I appreciate your help and time!
The ESTIMATE algorithm (Yoshihara et al. 2013 Nature Communications) is comprised of two steps. In the first step, an enrichment score is calculated using single-sample GSEA (Barbie et al. 2009 Nature). Note that although immune cells are essentially part of the stroma, Yoshihara et al. calculated two enrichment scores. One based on immune-related genes, which they referred to as "immune" score. The other score was calculated based on non-immune genes, which they referred to as "stromal" score. The final ESTIMATE score is the sum of immune and stromal enrichment scores. In the second step, the ESTIMATE enrichment score is converted to tumor purity using the following formula:
Tumour purity = cos (0.6049872018 + 0.0001467884 x ESTIMATE score)
where "Tumor purity" represents ABSOLUTE-based tumor purity (ABSOLUTE is another algorithm that computes tumor purity based on somatic DNA copy number alterations), and "ESTIMATE score" represents ESTIMATE enrichment score obtained from TCGA Affymetrix data, as explained above. The key point is that this calibration formula was derived using only Affymetrix data, and therefore cannot be used to convert RNAseq-based ESTIMATE score to tumor purity. That being said, you may still apply the single-sample GSEA algorithm to properly normalized RNAseq data to obtain ESTIMATE enrichment scores, and incorporate them as covariate in your downstream analysis to account for tumor purity.
"The key point is that this calibration formula was derived using only Affymetrix data, and therefore cannot be used to convert RNAseq-based ESTIMATE score to tumor purity" ... How does this not answer the question?

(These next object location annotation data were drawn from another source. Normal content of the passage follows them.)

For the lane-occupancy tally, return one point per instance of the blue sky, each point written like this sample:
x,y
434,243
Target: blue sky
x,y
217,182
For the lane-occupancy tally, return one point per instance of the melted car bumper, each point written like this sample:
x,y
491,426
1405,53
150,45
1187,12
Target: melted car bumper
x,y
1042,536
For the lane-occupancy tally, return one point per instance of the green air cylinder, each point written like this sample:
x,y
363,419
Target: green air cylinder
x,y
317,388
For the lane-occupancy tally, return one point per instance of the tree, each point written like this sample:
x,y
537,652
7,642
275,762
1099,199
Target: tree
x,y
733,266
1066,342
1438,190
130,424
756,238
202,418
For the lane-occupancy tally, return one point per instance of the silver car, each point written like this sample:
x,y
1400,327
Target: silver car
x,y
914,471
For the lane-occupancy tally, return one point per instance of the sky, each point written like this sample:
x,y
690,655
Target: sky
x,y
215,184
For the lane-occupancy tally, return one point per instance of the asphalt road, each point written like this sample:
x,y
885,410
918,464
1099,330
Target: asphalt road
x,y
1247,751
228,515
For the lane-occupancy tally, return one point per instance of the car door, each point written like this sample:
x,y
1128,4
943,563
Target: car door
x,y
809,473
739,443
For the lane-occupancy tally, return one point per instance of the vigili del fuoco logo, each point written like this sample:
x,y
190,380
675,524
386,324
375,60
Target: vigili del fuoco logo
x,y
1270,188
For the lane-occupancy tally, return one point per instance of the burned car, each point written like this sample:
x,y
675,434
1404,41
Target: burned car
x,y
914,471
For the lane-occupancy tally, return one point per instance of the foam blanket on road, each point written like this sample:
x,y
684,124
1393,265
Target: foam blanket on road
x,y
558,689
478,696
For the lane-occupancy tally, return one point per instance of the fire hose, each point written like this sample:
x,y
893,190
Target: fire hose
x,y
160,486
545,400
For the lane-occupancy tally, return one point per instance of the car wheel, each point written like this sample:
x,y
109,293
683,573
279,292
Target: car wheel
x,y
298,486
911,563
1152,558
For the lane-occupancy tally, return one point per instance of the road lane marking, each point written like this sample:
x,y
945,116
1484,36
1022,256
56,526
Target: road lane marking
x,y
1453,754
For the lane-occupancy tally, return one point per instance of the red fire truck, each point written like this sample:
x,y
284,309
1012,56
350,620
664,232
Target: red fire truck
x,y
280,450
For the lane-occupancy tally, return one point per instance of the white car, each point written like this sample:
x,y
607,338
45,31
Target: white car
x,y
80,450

First of all, "as this was done by X" is rarely the right approach to verify assumptions of a computational algorithm. Second of all, ESTIMATE is published and the R code is publicly available for anyone to review. The ESTIMATE R package by default only accepts "affymetrix", "agilent", or "illumina" microarray data as input. Can you feed normalized RNAseq data as input to ESTIMATE? You surely can! ESTIMATE uses single sample GSEA to compute immune and stromal scores; it then adds them up to get ESTIMATE score which one can use for downstream analyses. In fact, this is what is provided on their website for TCGA RNAseq data. However, you can’t apply these scores to their formula to calculate tumor purity as this formula was derived specifically for microarray data.

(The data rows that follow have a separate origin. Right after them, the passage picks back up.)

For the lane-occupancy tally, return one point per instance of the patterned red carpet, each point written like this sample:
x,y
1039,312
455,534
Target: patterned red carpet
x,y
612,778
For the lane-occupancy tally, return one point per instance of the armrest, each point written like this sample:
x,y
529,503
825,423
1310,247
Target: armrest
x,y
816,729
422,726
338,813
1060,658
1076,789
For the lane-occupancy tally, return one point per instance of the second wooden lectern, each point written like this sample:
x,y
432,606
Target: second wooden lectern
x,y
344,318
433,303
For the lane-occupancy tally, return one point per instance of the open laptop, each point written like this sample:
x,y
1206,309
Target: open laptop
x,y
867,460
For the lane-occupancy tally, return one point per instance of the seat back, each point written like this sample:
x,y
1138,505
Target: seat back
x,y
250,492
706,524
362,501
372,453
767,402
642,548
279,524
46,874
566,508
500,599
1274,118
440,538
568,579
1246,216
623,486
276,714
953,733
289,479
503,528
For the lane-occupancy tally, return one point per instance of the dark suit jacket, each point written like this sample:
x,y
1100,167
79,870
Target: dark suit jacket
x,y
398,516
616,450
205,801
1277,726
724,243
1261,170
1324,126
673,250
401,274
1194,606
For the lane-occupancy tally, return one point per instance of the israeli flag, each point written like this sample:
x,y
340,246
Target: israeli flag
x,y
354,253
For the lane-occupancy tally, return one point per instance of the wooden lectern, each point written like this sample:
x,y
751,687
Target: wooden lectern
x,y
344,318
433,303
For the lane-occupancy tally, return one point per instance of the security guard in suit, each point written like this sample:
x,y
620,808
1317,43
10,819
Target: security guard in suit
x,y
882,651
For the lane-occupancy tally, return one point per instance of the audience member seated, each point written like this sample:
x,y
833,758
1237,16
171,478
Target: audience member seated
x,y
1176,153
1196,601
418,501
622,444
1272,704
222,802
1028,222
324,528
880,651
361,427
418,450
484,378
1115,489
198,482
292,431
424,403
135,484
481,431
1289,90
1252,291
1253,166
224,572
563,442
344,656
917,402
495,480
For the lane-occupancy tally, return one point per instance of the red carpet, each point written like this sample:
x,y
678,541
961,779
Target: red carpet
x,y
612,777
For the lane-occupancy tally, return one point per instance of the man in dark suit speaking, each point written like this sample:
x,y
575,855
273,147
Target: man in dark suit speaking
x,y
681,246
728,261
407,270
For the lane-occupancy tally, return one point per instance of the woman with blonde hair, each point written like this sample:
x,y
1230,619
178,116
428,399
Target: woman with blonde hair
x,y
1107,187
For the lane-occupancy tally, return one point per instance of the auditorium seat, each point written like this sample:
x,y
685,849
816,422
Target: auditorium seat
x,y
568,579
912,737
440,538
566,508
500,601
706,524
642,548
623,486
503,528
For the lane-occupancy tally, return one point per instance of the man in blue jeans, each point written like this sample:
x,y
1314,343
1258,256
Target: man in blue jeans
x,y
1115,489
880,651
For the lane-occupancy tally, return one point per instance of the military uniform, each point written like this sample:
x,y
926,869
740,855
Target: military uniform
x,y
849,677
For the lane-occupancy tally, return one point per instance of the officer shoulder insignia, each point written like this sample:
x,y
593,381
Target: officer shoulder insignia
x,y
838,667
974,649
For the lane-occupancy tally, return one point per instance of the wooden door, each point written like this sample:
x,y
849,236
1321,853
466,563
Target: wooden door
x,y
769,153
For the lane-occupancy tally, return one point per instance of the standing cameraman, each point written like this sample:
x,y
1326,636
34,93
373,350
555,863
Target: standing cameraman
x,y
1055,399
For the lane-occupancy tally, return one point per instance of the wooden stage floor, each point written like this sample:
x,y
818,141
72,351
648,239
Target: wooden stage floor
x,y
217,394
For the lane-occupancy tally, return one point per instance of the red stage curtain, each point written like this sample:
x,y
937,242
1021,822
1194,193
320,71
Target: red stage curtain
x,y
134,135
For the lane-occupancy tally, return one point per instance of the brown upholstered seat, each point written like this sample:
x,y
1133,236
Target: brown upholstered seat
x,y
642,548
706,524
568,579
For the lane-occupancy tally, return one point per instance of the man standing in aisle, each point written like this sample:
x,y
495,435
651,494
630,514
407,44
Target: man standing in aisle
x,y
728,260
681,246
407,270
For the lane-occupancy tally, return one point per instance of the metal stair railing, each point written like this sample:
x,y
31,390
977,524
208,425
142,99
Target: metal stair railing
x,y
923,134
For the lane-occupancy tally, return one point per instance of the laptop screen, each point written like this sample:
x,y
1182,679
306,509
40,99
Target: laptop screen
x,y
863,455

I vaguely remember the opnion that statistical method developed from array data is not suited on RNA-Seq and this has something to do with the nature of RNA-Seq being zero-sum game (total reads sequenced is fixed). But I could not remember the details. Can you explain this a bit in details? Thanks
Why does the ESTIMATE score differ for the same TCGA ID between certain datasets? For example, between Yoshihara (2013) versus Aran (2015) record ESTIMATE for TCGA-BL-A3JM as -1365.01 versus 0.9193 respectively. Both use RNASeqV2.
Is this reflection of differing calculation methods? What is the true ESTIMATE score used to calculate purity?
It may change with data set. Scores are calculated with ssGSEA. It do caclculations witihn the sample (sample by sample manner without considering the all samples as background if I am not confused). But even for example they used tpm data from TCGA, if one group is putting all genes but the other groups have input tpm where lowly expressed values are remove, the rank of the genes per each sample changes.So it definitely affect the result. It would be helpful to understand pre-processing steps of RNA-seq data before giving as input.
Dear Ihaiyan3, Could you figure out how to load your own data to run the program? It is not clear what the input file should be for this tool! I appreciate your help and time!
@Haiyan Lei and @Raheleh, did you figure out how to use our own data to run the program? Please update if you have managed.